Basic fibroblast growth factor (bFGF) is a potent neurotrophic agent that promotes neuronal survival and outgrowth. Previous studies have shown that bFGF, administered intraventricularly or intravenously before or within hours after ischemia, reduces infarct size and neurological deficits in models of focal cerebral ischemia in rats. In the current study, we tested the hypothesis that bFGF, administered at later time points after ischemia, might improve behavioral recovery without affecting infarct size. Mature Sprague–Dawley rats received bFGF (1 μg/injection) or vehicle by biweekly intracisternal injection for 4 weeks, starting at 1 day following permanent proximal middle cerebral artery (MCA) occlusion.

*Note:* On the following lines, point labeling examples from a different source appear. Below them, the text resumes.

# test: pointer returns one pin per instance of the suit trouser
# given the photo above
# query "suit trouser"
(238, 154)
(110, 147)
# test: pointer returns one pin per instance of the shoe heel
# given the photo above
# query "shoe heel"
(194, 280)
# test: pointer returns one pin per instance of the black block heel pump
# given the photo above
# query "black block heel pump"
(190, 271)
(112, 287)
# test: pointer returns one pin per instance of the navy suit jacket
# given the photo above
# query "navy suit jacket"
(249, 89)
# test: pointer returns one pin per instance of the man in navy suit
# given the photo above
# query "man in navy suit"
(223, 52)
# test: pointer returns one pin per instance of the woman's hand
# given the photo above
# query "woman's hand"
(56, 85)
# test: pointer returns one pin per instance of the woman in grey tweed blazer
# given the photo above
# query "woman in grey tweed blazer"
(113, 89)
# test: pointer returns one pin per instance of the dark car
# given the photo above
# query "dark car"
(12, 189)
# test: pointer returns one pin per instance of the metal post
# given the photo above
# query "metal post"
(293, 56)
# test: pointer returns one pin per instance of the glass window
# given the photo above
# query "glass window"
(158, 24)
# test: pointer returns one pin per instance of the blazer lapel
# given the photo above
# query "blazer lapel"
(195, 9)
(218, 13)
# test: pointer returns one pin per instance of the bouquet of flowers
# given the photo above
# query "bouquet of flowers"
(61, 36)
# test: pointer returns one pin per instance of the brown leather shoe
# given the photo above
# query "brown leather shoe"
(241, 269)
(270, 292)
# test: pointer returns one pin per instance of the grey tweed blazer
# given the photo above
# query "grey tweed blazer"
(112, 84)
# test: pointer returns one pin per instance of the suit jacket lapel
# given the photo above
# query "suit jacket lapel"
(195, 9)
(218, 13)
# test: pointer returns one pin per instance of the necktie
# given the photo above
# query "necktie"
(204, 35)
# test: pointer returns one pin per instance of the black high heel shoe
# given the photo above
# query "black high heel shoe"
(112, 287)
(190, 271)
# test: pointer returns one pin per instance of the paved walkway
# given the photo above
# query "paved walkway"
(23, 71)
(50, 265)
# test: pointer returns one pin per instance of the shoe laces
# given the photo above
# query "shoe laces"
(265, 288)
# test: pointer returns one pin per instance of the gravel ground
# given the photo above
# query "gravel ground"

Animals were examined every other day using four different behavioral tests to assess sensorimotor and reflex function. At 4 weeks after ischemia, there was no difference in infarct volume between bFGF- and vehicle-treated animals. There was, however, an enhancement in the rate and degree of behavioral recovery among bFGF-treated animals, as measured by all four tests. There were no apparent side effects of bFGF treatment, except that bFGF-treated animals tended to recover body weight more slowly than did vehicle-treated animals following stroke. The mechanisms of enhancement of behavioral recovery by bFGF require further study, but may include protection against retrograde neuronal death and/or stimulation of neuronal sprouting.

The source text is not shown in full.